By contrast, a petabyte-class storage system from EMC might cost $20 a gigabyte, while similar systems from smaller companies might cost $10 a gigabyte, said Arun Taneja, an analyst with Taneja Group. A petabyte-class storage system will run into the millions, said an EMC spokesman.

"We're a fraction of the price of those guys," Saikley said. "Our goal is to become the low-cost leader in storage."

The growth of the Internet and services such as Google's Gmail and Apple Computer's iTunes have caused a corresponding explosion in the amount of data that needs to be archived. A petabyte is a vast amount of storage space. It represents around 450,000 hours worth of TV programming, or all the e-mail produced in the world on a single day, according to storage makers.

Mushrooming amounts of data have in turn fueled demand for large storage systems. Luckily, the drive industry has continued to improve its technology, doubling the density of hard drives every two years or so while dropping the price. While drive makers regularly lose money, consumers and others benefit.

Supersize me

The higher price of commercial storage systems comes with significant performance advantages, said an EMC spokesman. The systems that EMC specializes in are geared toward handling thousands of transactions simultaneously for hours on end without failure. A lot of university labs don't need that sort of horsepower.

"The challenge is providing the performance that scales with capacity," the spokesman said.

A Taneja analyst added that the low price raises red flags about Capricorn's commercial viability and performance of the systems, particularly for mainstream business users. Still, "two dollars is a miserably low price for disk-based storage," the analyst said. "The price they are talking about is about the price of the hardware."

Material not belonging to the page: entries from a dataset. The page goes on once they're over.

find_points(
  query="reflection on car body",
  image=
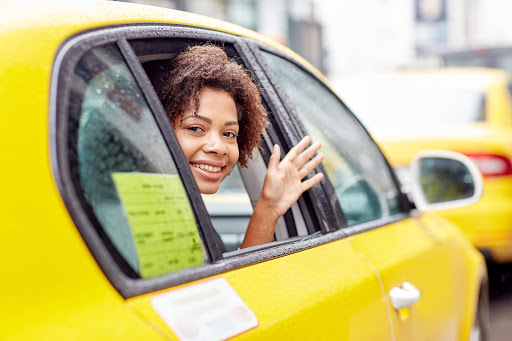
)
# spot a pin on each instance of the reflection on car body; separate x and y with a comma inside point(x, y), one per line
point(105, 226)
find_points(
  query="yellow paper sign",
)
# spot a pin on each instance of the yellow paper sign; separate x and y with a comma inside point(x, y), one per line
point(161, 222)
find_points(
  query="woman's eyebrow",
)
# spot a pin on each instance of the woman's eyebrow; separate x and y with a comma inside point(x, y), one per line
point(204, 118)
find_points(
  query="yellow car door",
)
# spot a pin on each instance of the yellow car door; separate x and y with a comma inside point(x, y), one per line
point(131, 194)
point(430, 274)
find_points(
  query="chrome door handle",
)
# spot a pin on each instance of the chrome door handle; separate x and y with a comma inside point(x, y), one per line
point(404, 296)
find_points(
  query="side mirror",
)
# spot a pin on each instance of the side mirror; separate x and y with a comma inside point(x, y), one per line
point(443, 180)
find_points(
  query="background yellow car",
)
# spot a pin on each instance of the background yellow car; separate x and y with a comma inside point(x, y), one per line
point(468, 110)
point(105, 235)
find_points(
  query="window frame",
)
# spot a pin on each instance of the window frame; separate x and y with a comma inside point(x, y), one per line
point(128, 285)
point(405, 204)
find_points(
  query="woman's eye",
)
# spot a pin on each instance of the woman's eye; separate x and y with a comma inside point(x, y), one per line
point(230, 134)
point(195, 129)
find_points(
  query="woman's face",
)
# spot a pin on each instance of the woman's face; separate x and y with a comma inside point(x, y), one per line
point(209, 138)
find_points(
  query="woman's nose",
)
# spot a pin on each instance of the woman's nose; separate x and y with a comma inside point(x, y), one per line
point(214, 144)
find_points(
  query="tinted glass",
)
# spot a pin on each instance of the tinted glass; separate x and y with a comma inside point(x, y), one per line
point(125, 171)
point(354, 164)
point(445, 180)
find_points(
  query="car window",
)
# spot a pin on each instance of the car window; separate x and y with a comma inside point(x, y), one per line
point(230, 209)
point(357, 169)
point(125, 171)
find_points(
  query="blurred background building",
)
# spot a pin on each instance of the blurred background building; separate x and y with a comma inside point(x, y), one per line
point(347, 37)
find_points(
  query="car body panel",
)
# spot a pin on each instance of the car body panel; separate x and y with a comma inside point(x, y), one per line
point(430, 260)
point(346, 292)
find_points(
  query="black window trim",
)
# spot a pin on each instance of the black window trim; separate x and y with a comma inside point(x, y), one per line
point(66, 58)
point(405, 204)
point(316, 199)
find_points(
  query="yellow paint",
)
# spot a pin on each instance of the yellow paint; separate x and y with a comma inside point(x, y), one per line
point(324, 293)
point(487, 223)
point(430, 253)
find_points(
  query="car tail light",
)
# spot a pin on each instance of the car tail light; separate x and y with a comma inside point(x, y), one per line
point(492, 164)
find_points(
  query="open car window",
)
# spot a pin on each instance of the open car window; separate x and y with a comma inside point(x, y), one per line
point(127, 183)
point(230, 209)
point(361, 177)
point(124, 170)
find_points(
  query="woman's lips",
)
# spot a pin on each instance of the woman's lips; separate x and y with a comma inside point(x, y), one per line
point(207, 171)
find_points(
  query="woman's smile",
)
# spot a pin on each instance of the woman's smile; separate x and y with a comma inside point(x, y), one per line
point(209, 138)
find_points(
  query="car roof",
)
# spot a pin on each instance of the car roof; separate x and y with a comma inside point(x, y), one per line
point(34, 30)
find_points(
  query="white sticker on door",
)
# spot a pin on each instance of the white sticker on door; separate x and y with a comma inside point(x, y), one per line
point(210, 310)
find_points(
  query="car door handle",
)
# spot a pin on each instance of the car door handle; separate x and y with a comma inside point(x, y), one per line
point(404, 295)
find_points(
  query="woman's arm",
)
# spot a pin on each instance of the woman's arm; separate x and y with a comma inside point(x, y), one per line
point(282, 187)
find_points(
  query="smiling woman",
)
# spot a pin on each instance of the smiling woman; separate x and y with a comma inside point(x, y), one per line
point(218, 118)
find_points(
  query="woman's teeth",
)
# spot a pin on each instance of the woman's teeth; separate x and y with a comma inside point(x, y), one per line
point(207, 168)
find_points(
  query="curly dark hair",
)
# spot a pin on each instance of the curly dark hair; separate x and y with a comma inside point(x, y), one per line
point(180, 81)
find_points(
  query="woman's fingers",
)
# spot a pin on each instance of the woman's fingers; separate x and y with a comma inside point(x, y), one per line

The company emerged out of a collaboration between Brewster Kahle, founder of the Internet Archive, and Saikley. The archive, which strives to preserve books, Internet pages, music, TV shows and other digitized information, needed to expand its storage capacity but was constrained by its budget. The archive also wanted to keep power consumption down.

"We were unable to find what we knew was possible," said Saikley, who added, "I've been a personal friend of Brewster's since the Carter administration."

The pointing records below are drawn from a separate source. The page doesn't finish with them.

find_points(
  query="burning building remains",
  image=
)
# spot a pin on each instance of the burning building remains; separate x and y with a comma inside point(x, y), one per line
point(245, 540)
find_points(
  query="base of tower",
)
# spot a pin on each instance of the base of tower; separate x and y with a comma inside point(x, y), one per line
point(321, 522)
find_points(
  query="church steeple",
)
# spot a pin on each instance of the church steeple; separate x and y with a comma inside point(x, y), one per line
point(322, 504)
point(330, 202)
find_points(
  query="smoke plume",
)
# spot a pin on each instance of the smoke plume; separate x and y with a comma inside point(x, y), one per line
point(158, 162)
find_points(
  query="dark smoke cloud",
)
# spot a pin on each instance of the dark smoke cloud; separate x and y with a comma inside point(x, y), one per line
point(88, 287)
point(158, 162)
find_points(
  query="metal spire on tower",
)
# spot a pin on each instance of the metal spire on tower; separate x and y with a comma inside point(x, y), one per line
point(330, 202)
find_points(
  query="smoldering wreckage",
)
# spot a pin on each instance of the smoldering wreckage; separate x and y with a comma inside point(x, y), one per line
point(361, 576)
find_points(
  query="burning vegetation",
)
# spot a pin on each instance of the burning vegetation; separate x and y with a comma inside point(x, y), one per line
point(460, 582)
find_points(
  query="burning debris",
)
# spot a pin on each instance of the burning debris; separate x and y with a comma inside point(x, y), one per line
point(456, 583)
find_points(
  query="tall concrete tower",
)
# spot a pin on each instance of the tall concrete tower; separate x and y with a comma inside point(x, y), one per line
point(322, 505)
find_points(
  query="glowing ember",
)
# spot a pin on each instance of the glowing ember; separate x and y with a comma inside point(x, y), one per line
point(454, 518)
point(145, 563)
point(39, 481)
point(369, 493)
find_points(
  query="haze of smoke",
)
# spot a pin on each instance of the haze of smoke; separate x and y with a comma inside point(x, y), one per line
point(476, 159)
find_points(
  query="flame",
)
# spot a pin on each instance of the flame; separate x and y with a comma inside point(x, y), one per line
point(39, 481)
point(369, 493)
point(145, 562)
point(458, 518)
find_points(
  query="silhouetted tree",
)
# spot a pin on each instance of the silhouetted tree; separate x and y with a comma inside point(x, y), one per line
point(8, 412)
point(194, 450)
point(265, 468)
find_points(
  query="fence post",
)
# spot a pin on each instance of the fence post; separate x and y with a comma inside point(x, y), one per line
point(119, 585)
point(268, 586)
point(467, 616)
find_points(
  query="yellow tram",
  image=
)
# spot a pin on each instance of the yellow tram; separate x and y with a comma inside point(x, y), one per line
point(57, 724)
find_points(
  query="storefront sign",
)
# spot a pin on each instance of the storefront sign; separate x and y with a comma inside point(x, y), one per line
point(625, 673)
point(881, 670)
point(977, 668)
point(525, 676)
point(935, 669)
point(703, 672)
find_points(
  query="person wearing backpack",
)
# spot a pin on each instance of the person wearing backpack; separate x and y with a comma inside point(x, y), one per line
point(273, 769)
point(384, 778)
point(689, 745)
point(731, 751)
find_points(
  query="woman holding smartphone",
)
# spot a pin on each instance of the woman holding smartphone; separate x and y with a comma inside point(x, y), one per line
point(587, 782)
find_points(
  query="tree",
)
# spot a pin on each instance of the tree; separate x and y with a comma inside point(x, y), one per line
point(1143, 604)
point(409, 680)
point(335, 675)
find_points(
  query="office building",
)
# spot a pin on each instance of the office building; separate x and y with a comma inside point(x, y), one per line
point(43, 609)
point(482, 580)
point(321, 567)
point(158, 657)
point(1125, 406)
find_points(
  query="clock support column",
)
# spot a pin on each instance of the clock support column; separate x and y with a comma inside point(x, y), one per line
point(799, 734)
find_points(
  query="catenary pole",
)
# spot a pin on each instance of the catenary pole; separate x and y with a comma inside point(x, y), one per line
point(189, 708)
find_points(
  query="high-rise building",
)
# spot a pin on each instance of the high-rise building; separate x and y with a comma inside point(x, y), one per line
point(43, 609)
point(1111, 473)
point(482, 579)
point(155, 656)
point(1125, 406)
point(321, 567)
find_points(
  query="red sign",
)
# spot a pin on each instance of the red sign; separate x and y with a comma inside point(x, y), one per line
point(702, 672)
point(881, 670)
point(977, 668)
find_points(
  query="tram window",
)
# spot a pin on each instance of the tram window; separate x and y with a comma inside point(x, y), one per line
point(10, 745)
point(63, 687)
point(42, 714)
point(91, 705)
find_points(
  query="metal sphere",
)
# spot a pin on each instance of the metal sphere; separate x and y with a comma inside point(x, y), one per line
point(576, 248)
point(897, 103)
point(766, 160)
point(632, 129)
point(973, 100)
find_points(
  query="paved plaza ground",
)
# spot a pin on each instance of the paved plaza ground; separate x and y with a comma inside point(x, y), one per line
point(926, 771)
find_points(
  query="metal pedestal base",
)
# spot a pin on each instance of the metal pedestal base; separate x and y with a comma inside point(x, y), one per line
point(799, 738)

In 2004, Saikley devised a 100-terabyte storage system that consumed approximately 60 watts per terabyte.

Subsequently, he formed Capricorn and continued to tweak the technology. The company's flagship product is now the PetaBox TB64, a 64-terabyte storage system that consists of several 1U (1.75 inches high) modules slotted into a rack measuring approximately 2 by 2 by 6 feet. It consumes 50 watts per terabyte. The modules come with 400GB drives from Hitachi and processors from Via Technologies. Versions using Intel chips are also available.

In June, Capricorn shipped a petabyte worth of PetaBoxes to the Internet Archive. The petabyte system occupies about 16 racks and contains a few thousand hard drives.

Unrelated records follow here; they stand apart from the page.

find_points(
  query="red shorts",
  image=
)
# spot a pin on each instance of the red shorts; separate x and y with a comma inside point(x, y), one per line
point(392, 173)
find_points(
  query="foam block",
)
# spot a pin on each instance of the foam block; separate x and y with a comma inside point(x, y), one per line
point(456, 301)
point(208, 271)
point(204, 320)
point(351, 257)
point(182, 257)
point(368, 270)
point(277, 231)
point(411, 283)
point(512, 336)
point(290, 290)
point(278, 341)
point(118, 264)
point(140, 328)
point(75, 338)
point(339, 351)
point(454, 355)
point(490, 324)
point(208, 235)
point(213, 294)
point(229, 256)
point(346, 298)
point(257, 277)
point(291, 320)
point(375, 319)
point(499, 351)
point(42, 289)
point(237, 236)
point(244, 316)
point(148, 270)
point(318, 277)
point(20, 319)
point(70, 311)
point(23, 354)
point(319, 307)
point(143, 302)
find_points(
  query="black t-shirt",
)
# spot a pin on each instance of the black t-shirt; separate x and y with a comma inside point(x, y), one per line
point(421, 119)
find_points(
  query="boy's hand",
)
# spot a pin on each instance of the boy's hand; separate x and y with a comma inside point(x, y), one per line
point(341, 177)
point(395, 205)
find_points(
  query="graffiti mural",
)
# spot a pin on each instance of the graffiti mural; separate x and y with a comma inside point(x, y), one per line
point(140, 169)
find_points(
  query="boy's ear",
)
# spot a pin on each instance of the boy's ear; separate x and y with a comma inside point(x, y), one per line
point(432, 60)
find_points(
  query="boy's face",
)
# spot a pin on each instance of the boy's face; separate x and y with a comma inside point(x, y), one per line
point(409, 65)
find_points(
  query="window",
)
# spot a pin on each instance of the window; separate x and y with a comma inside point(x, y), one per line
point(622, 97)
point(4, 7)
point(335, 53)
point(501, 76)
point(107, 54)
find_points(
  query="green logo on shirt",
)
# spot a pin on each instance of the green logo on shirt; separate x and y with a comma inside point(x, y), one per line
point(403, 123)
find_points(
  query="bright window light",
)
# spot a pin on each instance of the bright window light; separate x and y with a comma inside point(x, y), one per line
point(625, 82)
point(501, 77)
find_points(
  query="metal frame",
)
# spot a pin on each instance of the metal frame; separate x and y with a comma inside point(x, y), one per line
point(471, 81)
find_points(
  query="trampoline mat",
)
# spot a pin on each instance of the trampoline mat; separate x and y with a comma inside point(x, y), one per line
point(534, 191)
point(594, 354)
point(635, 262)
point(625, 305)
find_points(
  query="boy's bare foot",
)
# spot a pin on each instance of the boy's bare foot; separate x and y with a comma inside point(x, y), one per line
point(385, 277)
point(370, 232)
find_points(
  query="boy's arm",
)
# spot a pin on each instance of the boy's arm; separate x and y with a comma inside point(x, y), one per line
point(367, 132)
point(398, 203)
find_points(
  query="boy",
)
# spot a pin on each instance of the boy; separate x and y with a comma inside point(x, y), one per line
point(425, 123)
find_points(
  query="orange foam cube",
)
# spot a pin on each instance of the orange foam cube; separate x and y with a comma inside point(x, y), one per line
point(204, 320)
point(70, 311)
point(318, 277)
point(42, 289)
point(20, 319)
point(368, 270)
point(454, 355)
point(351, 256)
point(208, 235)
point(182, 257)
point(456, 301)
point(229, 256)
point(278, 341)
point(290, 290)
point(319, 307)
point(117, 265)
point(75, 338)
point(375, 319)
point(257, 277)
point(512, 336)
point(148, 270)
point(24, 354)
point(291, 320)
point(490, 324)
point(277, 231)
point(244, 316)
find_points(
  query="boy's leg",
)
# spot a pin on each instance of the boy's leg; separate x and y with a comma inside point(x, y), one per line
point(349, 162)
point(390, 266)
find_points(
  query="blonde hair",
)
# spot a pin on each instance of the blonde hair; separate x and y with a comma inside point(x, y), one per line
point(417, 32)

The Internet Archive submits all of its intellectual property to the open-source community. Since the storage system was designed on a commission from the organization, the organization owns the designs to the system and hence opened them to the public. Still, because customers don't necessarily want to assemble storage systems themselves, Capricorn is landing contracts. The company is also looking at ways to enhance its portfolio.

"I see us expanding our market presence and adding features and services," Saikley said.

 

Correction: This article incorrectly reported the availability of blueprints for a storage system. Capricorn created the blueprints, but the Internet Archive released them under an open-source license.